High-risk and unrestrained behaviors in bipolar disorder can lead to harmful financial outcomes. However, FDA-approved medications for manic symptoms have poor tolerability, with a 50% nonadherence. Poor adherence to medications carries a high risk of relapse and recurrence of mania, high risk of hospitalization and of suicide attempt (when mixed states). Electroconvulsive therapy (ECT) is a very effective treatment for mania and an alternative to medications; however, its use is limited by poor tolerability, stigma, access, lack of specialists, and cost. Modern noninvasive brain stimulation techniques could potentially achieve the same efficacy of ECT in controlling manic symptoms, with better tolerability, and easier access. Transcranial photobiomodulation (t-PBM), a neuromodulation technique that uses near-infrared light (NIR) to stimulate or inhibit target brain regions has shown promising early results for treating neuropsychiatric disorders. The aim of our study is to use t-PBM to modulate the right dorsolateral prefrontal cortex (r-DLPFC) in hypomania, to boost decision making, to control impulsivity as well as other manic symptoms. Also, we will evaluate changes in brain blood flow with fMRI, to demonstrate the engagement of specific brain targets for neuromodulation of impulsivity. The HMS student can join this research project under the supervision of Dr. Vieira and Dr. Cassano. The students will be involved in treatment visits, imaging visits and clinical visits. They will learn about the most recent techniques of neuromodulation, especially t-PBM, and their promise in the field of neuropsychiatry. They will be encouraged to participate in data analyses and scholarly work related to Bipolar Disorder. They will be asked to formulate scientific hypothesis and consider the methodology for testing. The student might choose to be entirely remote or hybrid or just in-person.

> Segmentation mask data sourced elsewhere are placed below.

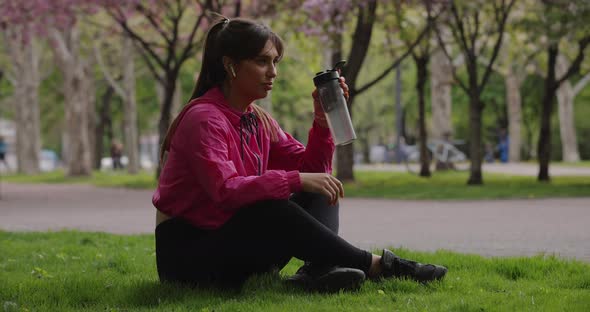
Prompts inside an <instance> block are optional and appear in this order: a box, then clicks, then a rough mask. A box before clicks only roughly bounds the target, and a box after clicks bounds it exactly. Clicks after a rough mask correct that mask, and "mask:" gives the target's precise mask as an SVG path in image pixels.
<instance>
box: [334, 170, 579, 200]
mask: <svg viewBox="0 0 590 312" xmlns="http://www.w3.org/2000/svg"><path fill="white" fill-rule="evenodd" d="M355 177H356V182H354V183H347V184H345V188H344V189H345V195H346V196H350V197H375V198H396V199H473V200H476V199H500V198H548V197H585V196H590V177H561V176H559V177H553V178H552V181H551V183H539V182H537V180H536V177H523V176H508V175H502V174H485V175H484V185H479V186H468V185H466V181H467V179H468V173H467V172H445V173H435V174H434V175H433V176H432V177H431V178H428V179H425V178H420V177H418V176H416V175H410V174H407V173H392V172H359V173H358V174H356V176H355Z"/></svg>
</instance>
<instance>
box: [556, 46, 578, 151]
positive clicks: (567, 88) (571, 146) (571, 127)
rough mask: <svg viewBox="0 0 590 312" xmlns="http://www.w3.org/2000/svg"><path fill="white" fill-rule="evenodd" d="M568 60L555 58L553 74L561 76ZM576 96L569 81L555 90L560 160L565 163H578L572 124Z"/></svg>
mask: <svg viewBox="0 0 590 312" xmlns="http://www.w3.org/2000/svg"><path fill="white" fill-rule="evenodd" d="M568 63H569V62H568V60H567V59H566V57H565V56H564V55H563V54H559V55H558V56H557V64H556V68H555V73H556V75H558V76H563V75H564V74H565V73H566V72H567V69H568V68H569V64H568ZM575 97H576V94H575V93H574V88H573V87H572V84H571V83H570V81H569V80H565V81H564V82H563V83H562V84H561V86H559V88H558V89H557V108H558V113H559V132H560V134H561V151H562V159H563V161H565V162H577V161H580V153H579V152H578V140H577V137H576V127H575V122H574V99H575Z"/></svg>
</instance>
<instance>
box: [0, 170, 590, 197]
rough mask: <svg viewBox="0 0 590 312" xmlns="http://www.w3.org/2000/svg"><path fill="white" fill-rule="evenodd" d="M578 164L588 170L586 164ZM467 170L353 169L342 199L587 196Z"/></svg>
mask: <svg viewBox="0 0 590 312" xmlns="http://www.w3.org/2000/svg"><path fill="white" fill-rule="evenodd" d="M577 165H583V166H588V164H587V163H581V164H577ZM467 174H468V173H467V172H435V173H434V175H433V176H432V177H431V178H430V179H424V178H420V177H418V176H416V175H413V174H408V173H399V172H370V171H357V172H356V173H355V176H356V179H357V181H356V182H354V183H345V185H344V192H345V195H346V197H374V198H398V199H499V198H547V197H587V196H590V180H589V179H588V177H583V176H582V177H559V176H558V177H554V178H553V179H552V182H551V183H539V182H537V181H536V179H535V178H534V177H520V176H508V175H499V174H486V175H485V177H484V181H485V184H484V185H483V186H467V185H465V181H466V178H467ZM2 179H3V180H4V181H7V182H11V183H89V184H92V185H96V186H100V187H125V188H133V189H155V187H156V181H155V179H154V177H153V174H152V173H147V172H143V173H141V174H138V175H129V174H126V173H119V172H94V173H93V174H92V176H91V177H83V178H70V177H66V176H65V174H64V173H63V172H61V171H56V172H50V173H44V174H41V175H37V176H26V175H13V176H7V177H2Z"/></svg>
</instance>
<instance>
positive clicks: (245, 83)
mask: <svg viewBox="0 0 590 312" xmlns="http://www.w3.org/2000/svg"><path fill="white" fill-rule="evenodd" d="M278 60H279V53H278V52H277V49H276V47H275V46H274V44H273V43H272V42H271V41H270V40H269V41H267V42H266V45H265V46H264V48H263V49H262V51H261V52H260V53H259V54H258V55H257V56H256V57H254V58H252V59H246V60H243V61H241V62H240V63H238V64H237V66H235V72H236V78H234V79H233V80H232V88H234V89H235V91H237V92H238V93H239V94H240V95H241V96H243V97H245V98H248V99H249V100H250V101H254V100H257V99H262V98H265V97H266V96H267V95H268V92H269V91H270V90H272V86H273V81H274V79H275V78H276V77H277V67H276V66H277V63H278Z"/></svg>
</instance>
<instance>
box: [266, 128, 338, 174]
mask: <svg viewBox="0 0 590 312" xmlns="http://www.w3.org/2000/svg"><path fill="white" fill-rule="evenodd" d="M277 126H278V125H277ZM334 149H335V147H334V140H332V135H331V134H330V129H328V128H323V127H320V126H319V125H317V124H316V123H315V122H314V123H313V126H312V128H311V129H310V130H309V136H308V140H307V148H306V147H305V146H303V144H301V143H300V142H299V141H297V140H295V138H293V137H292V136H291V135H290V134H288V133H286V132H283V130H281V129H280V128H279V141H278V142H276V143H271V148H270V156H269V160H268V168H269V169H283V170H288V171H289V170H298V171H300V172H325V173H332V156H333V155H334Z"/></svg>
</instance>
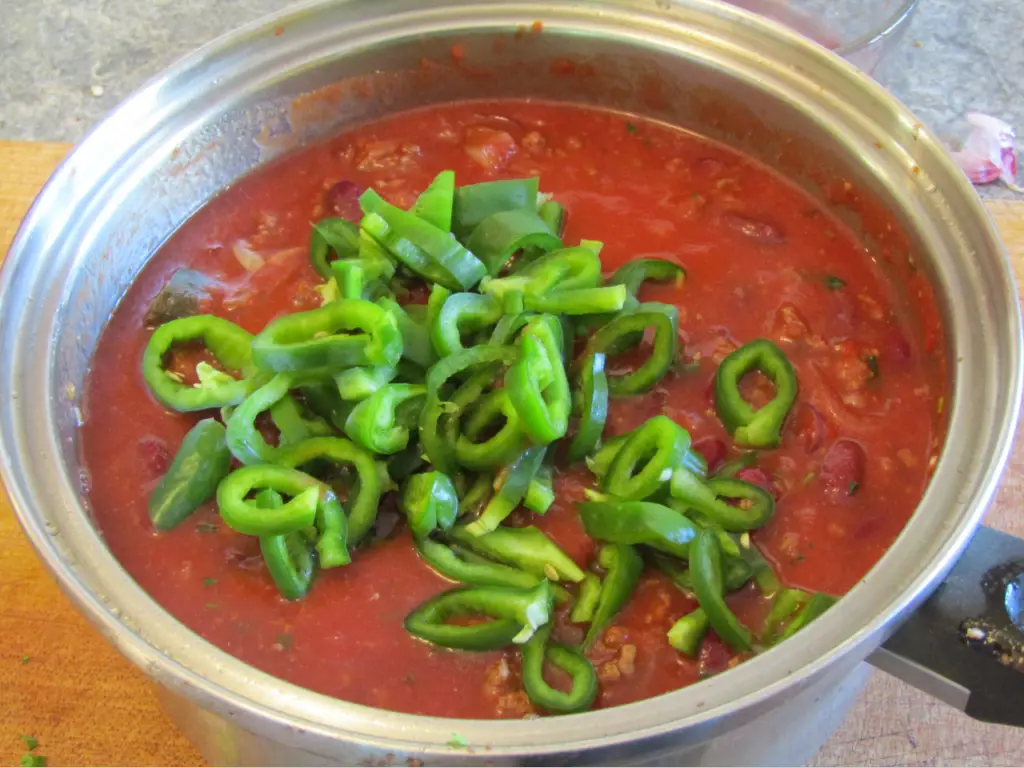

Major depressive disorder (MDD) is a severe disorder affecting 21 million Americans (~10%) per year and is the third leading cause of global disability. Although effective treatments exist for MDD, 43% of patients experiencing a longer than six-month MDD episode remain untreated, most of them preferring self-management over professional help. Factors limiting the adoption of interventions for MDD include delayed efficacy and burdensome side effects of medications and the time commitment for psychotherapies. In this sense, the use of device-based therapies such as transcranial photobiomodulation (t-PBM) for MDD has been well tolerated, safe, and efficacious. t-PBM with near-infrared (NIR) light penetrates robustly into the cerebral cortex and is absorbed by the mitochondrial enzyme cytochrome c oxidase (CCO), stimulating the mitochondrial respiratory chain, and leading to increased ATP production. These NIR photochemical effects have been related to antidepressant effects in animal models and in humans. The aims of our study are: 1. to evaluate the dose-dependent effects of t-PBM in MDD subjects; 2. to demonstrate target engagement by t-PBM in MDD through fMRI blood-oxygenation-level dependent (BOLD) signal change during t-PBM at three irradiance doses; 3. to determine the relationship between changes in target MDD biomarkers and clinical symptoms. The HMS student can join this research project under the supervision of Dr. Vieira and Dr. Cassano. The students will be involved in treatment visits, imaging visits and clinical visits. They will learn about the most recent techniques of neuromodulation, especially t-PBM, and their promise in the field of neuropsychiatry. They will be encouraged to participate in data analyses and scholarly work related to Depression. They will be asked to formulate scientific hypothesis and consider the methodology for testing. The student might choose to be entirely remote or hybrid or just in-person.